Love this plugin, but it doesn't show in the virtual camera output.


----------



## majeeed (Sep 3, 2022)

Exeldro said:


> Exeldro submitted a new resource:
> 
> Downstream Keyer - Downstream Keyer dock
> 
> ...


not working in Mac 12.4..obs 27.2.4....can't see downstream keyer in Dock menu


----------



## Exeldro (Sep 4, 2022)

@majeeed the latest version is OBS 28 only. For OBS 27 use an older version of the plugin.


----------



## Mikeylito (Sep 4, 2022)

nabaxo said:


> Love this plugin, but it doesn't show in the virtual camera output.


I have the same issue.  Works fine within OBS but when using the OBS Virtual Camera in another app, the Downstream Keyer Output doesn't appear.

Now, I've noticed that additional options have been added to the OBS Virtual Camera.
My settings:
Output Type: Internal
Output Selection: Program Output (Default)


----------



## majeeed (Sep 5, 2022)

Exeldro said:


> @majeeed the latest version is OBS 28 only.
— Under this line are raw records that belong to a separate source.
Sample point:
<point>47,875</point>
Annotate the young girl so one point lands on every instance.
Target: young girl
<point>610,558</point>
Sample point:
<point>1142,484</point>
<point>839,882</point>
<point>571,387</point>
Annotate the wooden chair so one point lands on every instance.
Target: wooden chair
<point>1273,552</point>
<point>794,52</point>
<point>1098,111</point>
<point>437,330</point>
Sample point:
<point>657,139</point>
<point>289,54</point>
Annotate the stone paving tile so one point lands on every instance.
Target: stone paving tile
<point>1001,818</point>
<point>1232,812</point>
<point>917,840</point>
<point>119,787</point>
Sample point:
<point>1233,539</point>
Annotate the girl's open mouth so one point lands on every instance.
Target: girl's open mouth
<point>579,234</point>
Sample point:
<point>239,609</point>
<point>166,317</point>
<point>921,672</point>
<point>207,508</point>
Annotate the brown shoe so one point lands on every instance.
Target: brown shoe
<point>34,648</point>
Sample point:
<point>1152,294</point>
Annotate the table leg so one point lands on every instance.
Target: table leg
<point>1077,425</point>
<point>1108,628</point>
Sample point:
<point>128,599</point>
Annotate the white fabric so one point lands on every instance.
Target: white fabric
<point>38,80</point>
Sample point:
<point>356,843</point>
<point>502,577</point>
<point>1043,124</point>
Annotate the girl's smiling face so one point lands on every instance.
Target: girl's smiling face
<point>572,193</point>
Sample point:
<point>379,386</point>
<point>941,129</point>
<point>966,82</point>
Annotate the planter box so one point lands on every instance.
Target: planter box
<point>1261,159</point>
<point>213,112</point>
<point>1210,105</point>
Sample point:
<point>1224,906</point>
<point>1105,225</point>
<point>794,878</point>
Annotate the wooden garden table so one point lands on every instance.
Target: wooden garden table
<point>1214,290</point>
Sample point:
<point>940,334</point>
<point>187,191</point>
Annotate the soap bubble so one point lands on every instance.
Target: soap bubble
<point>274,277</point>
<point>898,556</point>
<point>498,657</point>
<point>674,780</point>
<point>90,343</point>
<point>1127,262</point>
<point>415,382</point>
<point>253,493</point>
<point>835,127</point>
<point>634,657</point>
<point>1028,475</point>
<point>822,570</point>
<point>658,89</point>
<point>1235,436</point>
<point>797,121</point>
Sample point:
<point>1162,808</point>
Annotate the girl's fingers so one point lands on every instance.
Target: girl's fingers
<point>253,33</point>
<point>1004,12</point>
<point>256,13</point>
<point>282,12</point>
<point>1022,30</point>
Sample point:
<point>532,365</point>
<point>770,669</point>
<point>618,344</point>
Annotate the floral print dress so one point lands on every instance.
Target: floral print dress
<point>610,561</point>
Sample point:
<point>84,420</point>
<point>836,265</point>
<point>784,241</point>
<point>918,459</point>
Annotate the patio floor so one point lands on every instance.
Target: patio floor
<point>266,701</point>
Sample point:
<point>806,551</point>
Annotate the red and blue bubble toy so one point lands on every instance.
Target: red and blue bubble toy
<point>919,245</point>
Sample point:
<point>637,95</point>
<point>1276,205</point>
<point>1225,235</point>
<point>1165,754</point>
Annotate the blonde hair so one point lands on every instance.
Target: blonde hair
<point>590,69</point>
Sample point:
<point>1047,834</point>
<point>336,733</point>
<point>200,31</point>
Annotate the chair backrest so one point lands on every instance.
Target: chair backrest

For OBS 27 use an older version of the plugin.


bro can i get older version download link please..i mean obs27 supported


----------



## rockbottom (Sep 5, 2022)

^^
Click on History at the top of this page & you'll find links for every release.


----------



## louis7739 (Sep 6, 2022)

nabaxo said:


> Love this plugin, but it doesn't show in the virtual camera output.


I have the same problem, did you find a solution?


----------



## louis7739 (Sep 6, 2022)

Mikeylito said:


> I have the same issue.  Works fine within OBS but when using the OBS Virtual Camera in another app, the Downstream Keyer Output doesn't appear.
> 
> Now, I've noticed that additional options have been added to the OBS Virtual Camera.
> My settings:
> ...


But according to this setting, using the OBS Virtual Camera in Zoom, the Downstream Keyer Output still doesn't appear.
@Exeldro Can you fix it as soon as possible?​


----------



## majeeed (Sep 6, 2022)

Exeldro said:


> @majeeed the latest version is OBS 28 only. For OBS 27 use an older version of the plugin.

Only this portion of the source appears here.